Short answer: Yes. First, it is a market of stocks, not a "stock market". It is highly unlikely that the Fed is controlling the business decisions of Delta, Alcoa, Micron, Avon, Whole Foods, Mattel and other companies. Some stocks may be more interest rate sensitive than others, but Fed policy is probably not part of the boardroom debate at most companies. The PerfChart below shows year-to-date performance for ten stocks in the S&P 500. Is the Fed responsible for this performance differential? For the most part, the stock market is made up of individual stocks with company and industry group specific issues that are more important than Fed policy.
Further more, if the Fed is indeed controlling the market, then it will show up in the price charts and chartists will not miss a thing. This is the beauty of technical analysis. As technicians, we are not concerned with who is buying or selling or why they are buying or selling. We are only concerned with the supply-demand dynamics that drive equity prices.
Keeping up with the Fed and fundamental issues is a gargantuan task fraught with innuendo and complexity. Not only does one have to get these issues correct, but one also has to correctly predict the market's reaction to these issues. That puts two variables at work. Who knows when buy backs will stop or earnings will slow? Even if we get earnings correct, who knows what PE the market will assign to those earnings? Who knows when the Fed will actually tighten? And buy how much and how fast? Bernanke started the taper talk in May 2013 when the S&P 500 was around 1650. Taper talk was reiterated in June and November, and tapering finally began in December 2013. The index dipped in June, but this did not derail the bull market and the S&P 500 hit 2000 in September. It is not the news that matters. Instead, it is the market's reaction to the news.
What really drives the stock market as a whole? It could be earnings, share buy backs, the Fed, momentum or a combination of factors. My best guess would be a combination. Note that total 2013 earnings for the companies in the S&P 500 hit $107, which was a record. The index finished 2013 at 1848, which was also a record. It seems logical that the index would finish at a record when earnings are at a record. It is also worth noting that companies bought back over $400 billion worth of stock in 2013. This also helped the stock market move higher because there was less supply. Throw in an accommodative Fed, some price momentum and the most hated bull market in years and we had a pretty good backdrop for an uptrend in the S&P 500.

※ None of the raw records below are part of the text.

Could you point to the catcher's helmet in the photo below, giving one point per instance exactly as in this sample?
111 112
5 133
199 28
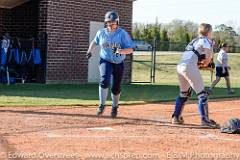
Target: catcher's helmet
111 16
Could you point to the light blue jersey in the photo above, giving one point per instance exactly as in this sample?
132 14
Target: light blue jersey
109 40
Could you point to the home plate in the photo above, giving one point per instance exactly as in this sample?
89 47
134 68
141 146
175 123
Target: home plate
101 128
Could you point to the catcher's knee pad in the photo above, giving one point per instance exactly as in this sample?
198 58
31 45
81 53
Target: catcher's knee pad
116 89
203 106
180 102
104 82
187 94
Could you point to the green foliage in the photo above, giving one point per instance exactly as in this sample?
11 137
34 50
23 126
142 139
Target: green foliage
175 35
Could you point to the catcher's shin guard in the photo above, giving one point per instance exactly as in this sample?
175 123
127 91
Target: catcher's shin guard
180 102
103 93
203 107
115 99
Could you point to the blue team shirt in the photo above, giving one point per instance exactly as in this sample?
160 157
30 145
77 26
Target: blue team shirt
108 40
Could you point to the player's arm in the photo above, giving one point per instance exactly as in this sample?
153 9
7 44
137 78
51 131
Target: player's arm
125 51
91 47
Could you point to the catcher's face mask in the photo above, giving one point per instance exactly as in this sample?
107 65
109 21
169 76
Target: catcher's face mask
112 25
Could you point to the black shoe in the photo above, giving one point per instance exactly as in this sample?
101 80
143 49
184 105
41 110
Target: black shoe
100 110
114 112
210 124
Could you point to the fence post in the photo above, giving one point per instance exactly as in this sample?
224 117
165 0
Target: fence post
153 67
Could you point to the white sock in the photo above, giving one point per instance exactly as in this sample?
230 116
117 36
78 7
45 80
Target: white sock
103 93
115 99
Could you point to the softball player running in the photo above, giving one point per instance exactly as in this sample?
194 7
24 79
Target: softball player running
115 43
222 69
198 51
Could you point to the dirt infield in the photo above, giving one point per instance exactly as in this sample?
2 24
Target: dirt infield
140 132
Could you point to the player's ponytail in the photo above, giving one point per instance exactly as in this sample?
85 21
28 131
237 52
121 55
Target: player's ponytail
204 28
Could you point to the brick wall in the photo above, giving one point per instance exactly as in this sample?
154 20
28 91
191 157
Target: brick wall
68 35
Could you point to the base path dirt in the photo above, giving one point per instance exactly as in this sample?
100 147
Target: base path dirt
139 132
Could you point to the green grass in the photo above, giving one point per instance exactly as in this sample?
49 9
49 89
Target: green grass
166 69
50 95
165 89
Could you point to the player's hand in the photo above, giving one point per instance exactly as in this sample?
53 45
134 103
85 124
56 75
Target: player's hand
88 55
223 71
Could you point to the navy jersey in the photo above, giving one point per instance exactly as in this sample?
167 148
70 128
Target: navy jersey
109 40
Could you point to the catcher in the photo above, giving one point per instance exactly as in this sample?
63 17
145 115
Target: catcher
222 69
198 52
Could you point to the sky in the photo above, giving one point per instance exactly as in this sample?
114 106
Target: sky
214 12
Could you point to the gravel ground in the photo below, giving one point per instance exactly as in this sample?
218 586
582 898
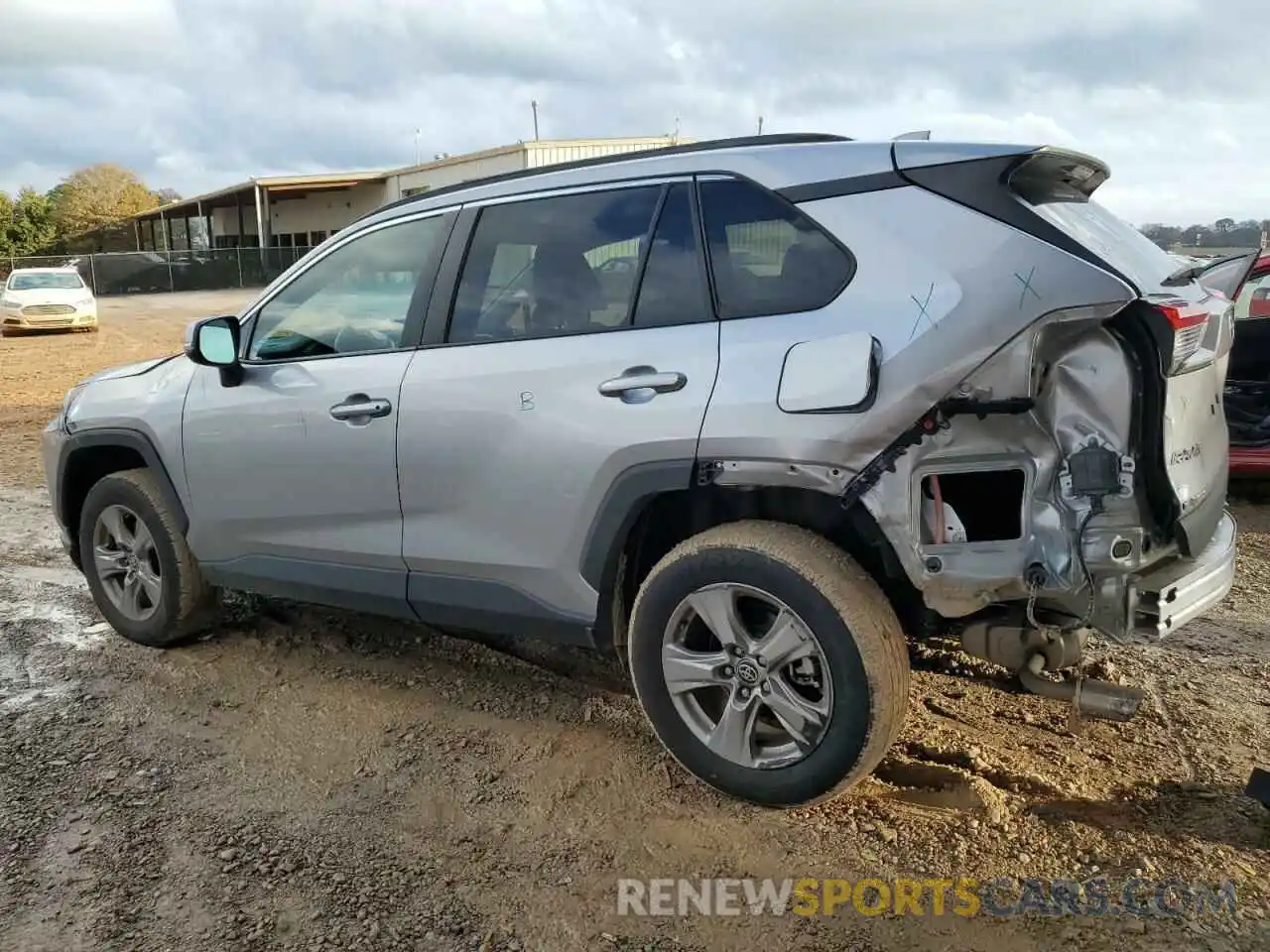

Truth be told, we cannot know it all and technical analysis helps investors cut to the chase. Technical analysis is a great tool because price does in fact know it all. The basic assumption behind technical analysis is that all known information is reflected in the price. All buyers and sellers have come together and agreed on a price that has an actual print. This makes price the most important of all indicators. Price does indeed fluctuate along with supply and demand, but trends and patterns do take shape over time.
Technical analysis can help investors in at least three areas: stock selection, risk control and broad market timing.
- Stock selection: technical analysis gives investors the tools to find stocks in uptrends and focus on stocks that show relative strength.
- Risk control: technical analysis gives investors timing tools that help with entry points, risk-reward assessment and exit points.
- Broad market timing: simple trend following strategies would have kept investors out of the last two bear markets and prevented large drawdowns.
As the example above shows, a simple strategy using 12-month price channels would have kept investors out of the 2001-2002 bear market and out of the 2008-2009 bear market. The strategy turns bullish on a monthly close above the upper line and bearish on a close below the lower line. Preservation of capital is perhaps the single most important aspect of portfolio management. As the very least, technical analysis gives investors the tools to preserve their capital by avoiding large drawdowns.
Even investors using fundamental analysis can benefit from technical analysis. A 2013 research paper showed that portfolio managers using technical analysis had an edge over portfolio managers that did not employ technical analysis. Below is the abstract and link:
Based on a study of more than 10,000 actively managed equity and balanced funds, including about one-third of which employ technical analysis, the authors compared the investment performance of funds that use technical analysis versus those that do not using five metrics. They found that funds using technical analysis provided a meaningful advantage to their investors (link).
John Bollinger CMT CFA promotes the school of rational analysis, which combines fundamental analysis and technical analysis. Also note that the Chartered Financial Analyst (CFA) exam includes a section on....gasp....technical analysis. This section asserts that markets and stocks move in trends, and shifts in supply and demand alter these trends.
The market clearly has a message and that message is communicated through price action. Technical analysis teaches us how to interpret that message so we can become well-rounded traders and investors. May the trend be with you!